NVIDIA's highly optimized transformer-based XLNet and Transformer-XL implementation for ASR LM written in cuda and supports memory mechanism. The original NVIDIA's code is missing the most important memory mechanism in XLNet and Transformer-XL. So this project added support to this. This project also added support for Transformer-XL, an ancestor of XLNet. As a result of applying it to commercial services, it was confirmed that the performance improved four times compared to the previous one.
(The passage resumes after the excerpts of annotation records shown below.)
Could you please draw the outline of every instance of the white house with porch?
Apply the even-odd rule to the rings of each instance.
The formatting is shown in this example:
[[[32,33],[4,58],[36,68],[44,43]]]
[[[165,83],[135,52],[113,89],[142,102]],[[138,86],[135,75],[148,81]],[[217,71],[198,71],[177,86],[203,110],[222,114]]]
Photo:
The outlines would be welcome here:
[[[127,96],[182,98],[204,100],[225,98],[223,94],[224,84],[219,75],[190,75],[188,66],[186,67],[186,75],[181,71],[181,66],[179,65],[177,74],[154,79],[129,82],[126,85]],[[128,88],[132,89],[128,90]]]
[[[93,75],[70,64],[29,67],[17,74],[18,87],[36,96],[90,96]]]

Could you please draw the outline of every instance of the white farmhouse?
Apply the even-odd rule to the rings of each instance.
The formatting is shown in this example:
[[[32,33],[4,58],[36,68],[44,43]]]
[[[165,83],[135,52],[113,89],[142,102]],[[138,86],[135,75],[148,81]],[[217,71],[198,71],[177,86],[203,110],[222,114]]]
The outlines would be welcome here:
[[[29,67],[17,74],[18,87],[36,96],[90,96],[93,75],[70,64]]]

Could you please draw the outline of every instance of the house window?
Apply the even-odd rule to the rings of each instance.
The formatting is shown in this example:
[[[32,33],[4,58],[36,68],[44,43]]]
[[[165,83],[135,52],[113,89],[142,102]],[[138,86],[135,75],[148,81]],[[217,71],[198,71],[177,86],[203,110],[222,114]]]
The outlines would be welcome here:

pip install tensorflow transformers datasets sacremoses
cd train
python make_xlnet_dummy_model.py
- Build the FasterTransformer with C++:
mkdir -p build cd build cmake -DSM=75,80 -DCMAKE_BUILD_TYPE=Release .. make
Note: SM is the compute capability of your GPU. For example, 60 (P40) or 61 (P4) or 70 (V100) or 75(T4) or 80 (A100).
cd examples/tensorflow/xlnet
bash verifyCorrectness.sh # For FP32 model
- Args for the verifyCorrectness.sh
Usage: bash verifyCorrectness_FP32.sh -d data_dir -m model_dir -s npz_dir -e mem_len -g gpu_id -f is_use_fp16
-d The directory of input data. Default: ./data/STS-B
-n The data name. Default: sts-b
-m The directory of the xlnet models. Default: ./data/xlnet_cased_L-12_H-768_A-12
-s The directory which stores the generated npz files. Default: ./data
-e memory length
-g Specify which GPU to use. Default: 0
-f Specify use float16 or not. 1 means run in float16 mode. Default: 0
Currently specialized for ASR LM, the invokeRelShiftBd function will be updated for other applications.